IL-12 is a potent immunostimulatory cytokine, but its impact as an antitumor drug in clinical practice is limited. Upsurge of regulatory T cells (Treg) in the tumor milieu has been proposed to limit the efficacy of the treatment. In this paper, two drugs (cyclophosphamide [CPA] and anti-CD25 mAb) widely used to eliminate Treg were used in an attempt to enhance the antitumor effect of IL-12 gene therapy. Both anti-CD25 and CPA combined with IL-12 were able to deplete intratumoral Treg and myeloid-derived suppressor cells (MDSC), but only IL-12 plus CPA achieved significant antitumor activity in mice with large established s.c. colon carcinoma.

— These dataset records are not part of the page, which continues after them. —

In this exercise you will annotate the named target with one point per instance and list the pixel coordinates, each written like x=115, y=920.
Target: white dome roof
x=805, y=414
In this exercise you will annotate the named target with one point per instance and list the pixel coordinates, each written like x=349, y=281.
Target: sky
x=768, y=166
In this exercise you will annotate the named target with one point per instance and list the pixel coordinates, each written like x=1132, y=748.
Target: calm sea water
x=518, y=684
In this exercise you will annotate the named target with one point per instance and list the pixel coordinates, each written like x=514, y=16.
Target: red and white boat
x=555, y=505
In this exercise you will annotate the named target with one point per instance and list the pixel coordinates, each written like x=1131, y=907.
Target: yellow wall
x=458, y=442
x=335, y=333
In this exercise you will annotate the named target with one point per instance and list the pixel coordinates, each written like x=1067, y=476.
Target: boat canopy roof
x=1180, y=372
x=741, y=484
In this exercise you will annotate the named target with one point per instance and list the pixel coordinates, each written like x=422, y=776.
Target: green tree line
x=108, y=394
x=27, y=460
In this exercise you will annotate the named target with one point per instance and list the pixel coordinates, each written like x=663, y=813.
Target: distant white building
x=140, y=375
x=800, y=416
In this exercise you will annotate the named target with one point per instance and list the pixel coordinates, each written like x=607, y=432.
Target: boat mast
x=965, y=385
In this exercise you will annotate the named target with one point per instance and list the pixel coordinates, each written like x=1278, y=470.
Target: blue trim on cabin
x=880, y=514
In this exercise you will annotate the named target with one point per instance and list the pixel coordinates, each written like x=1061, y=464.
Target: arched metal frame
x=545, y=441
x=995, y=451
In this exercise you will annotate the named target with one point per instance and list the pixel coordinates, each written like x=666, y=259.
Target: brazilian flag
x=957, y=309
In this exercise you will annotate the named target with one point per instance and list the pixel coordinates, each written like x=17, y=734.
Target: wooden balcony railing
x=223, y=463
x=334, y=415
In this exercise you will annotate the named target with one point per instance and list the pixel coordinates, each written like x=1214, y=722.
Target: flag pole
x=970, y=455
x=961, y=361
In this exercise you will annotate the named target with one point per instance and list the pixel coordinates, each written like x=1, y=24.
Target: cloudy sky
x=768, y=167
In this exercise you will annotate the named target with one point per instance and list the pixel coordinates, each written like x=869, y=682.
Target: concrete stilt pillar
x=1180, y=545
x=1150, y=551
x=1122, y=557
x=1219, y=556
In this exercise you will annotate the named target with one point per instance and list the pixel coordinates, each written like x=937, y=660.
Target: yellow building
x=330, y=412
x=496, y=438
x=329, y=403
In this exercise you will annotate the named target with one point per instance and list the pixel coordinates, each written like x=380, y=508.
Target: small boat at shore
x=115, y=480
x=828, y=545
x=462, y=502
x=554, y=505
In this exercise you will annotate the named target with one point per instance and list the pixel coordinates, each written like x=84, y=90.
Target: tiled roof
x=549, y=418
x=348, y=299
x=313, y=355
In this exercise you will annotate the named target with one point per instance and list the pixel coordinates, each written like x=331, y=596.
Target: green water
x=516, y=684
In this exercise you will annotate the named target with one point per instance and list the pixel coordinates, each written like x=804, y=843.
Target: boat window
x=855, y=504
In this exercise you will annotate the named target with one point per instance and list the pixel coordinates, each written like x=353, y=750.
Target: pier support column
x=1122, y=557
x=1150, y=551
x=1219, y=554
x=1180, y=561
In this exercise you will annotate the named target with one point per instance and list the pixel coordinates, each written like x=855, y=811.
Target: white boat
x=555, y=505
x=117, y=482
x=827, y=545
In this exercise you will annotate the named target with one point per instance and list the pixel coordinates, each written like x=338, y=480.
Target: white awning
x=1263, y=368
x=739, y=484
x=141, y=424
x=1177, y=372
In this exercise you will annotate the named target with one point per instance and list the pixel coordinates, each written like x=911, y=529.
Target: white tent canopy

This therapeutic effect was associated with the emergence of a heterogeneous population of myeloid cells within the tumor, termed inflammatory myeloid cells (IMC), composed of Ly6C(high)Ly6G(low) inflammatory monocytes and Ly6G(high)Ly6C(+) neutrophils. IMC showed a distinctive pattern of cytokine/chemokine production, and in contrast to MDSC, they did not induce conversion of naive CD4(+) T cells into Treg. The appearance of IMC coincided with intense tumor infiltration by effector T cells, which was abrogated by elimination of IMC by anti-Gr1 mAb, a maneuver that abolished the antitumor effect of the therapy. Therefore, the combination of IL-12 and CPA eliminates intratumoral Treg and MDSC, while it induces the appearance of IMC within the tumor microenvironment. The latter effect is essential to facilitate effector T cell infiltration and subsequent tumor elimination.

摘要

白细胞介素 12(IL-12)是一种有效的免疫刺激细胞因子,但在临床实践中作为抗肿瘤药物的效果有限。肿瘤微环境中调节性 T 细胞(Treg)的增加被认为限制了治疗的疗效。在本文中,我们使用两种广泛用于消除 Treg 的药物(环磷酰胺[CPA]和抗-CD25 mAb)来尝试增强 IL-12 基因治疗的抗肿瘤作用。抗-CD25 和 CPA 联合使用均可耗尽肿瘤内的 Treg 和髓源抑制细胞(MDSC),但只有 IL-12 联合 CPA 才能在皮下建立的大型结肠癌细胞癌小鼠中实现显著的抗肿瘤活性。这种治疗效果与肿瘤内出现异质髓样细胞有关,称为炎症性髓样细胞(IMC),由 Ly6C(高)Ly6G(低)炎症单核细胞和 Ly6G(高)Ly6C(+)中性粒细胞组成。IMC 表现出独特的细胞因子/趋化因子产生模式,与 MDSC 不同,它们不会诱导幼稚 CD4(+)T 细胞转化为 Treg。IMC 的出现与效应 T 细胞在肿瘤中的强烈浸润相一致,而通过抗-Gr1 mAb 消除 IMC 则会消除这种浸润,从而消除治疗的抗肿瘤作用。因此,IL-12 和 CPA 的联合使用可消除肿瘤内的 Treg 和 MDSC,同时诱导肿瘤微环境中 IMC 的出现。后一种效应对于促进效应 T 细胞浸润和随后的肿瘤消除是必不可少的。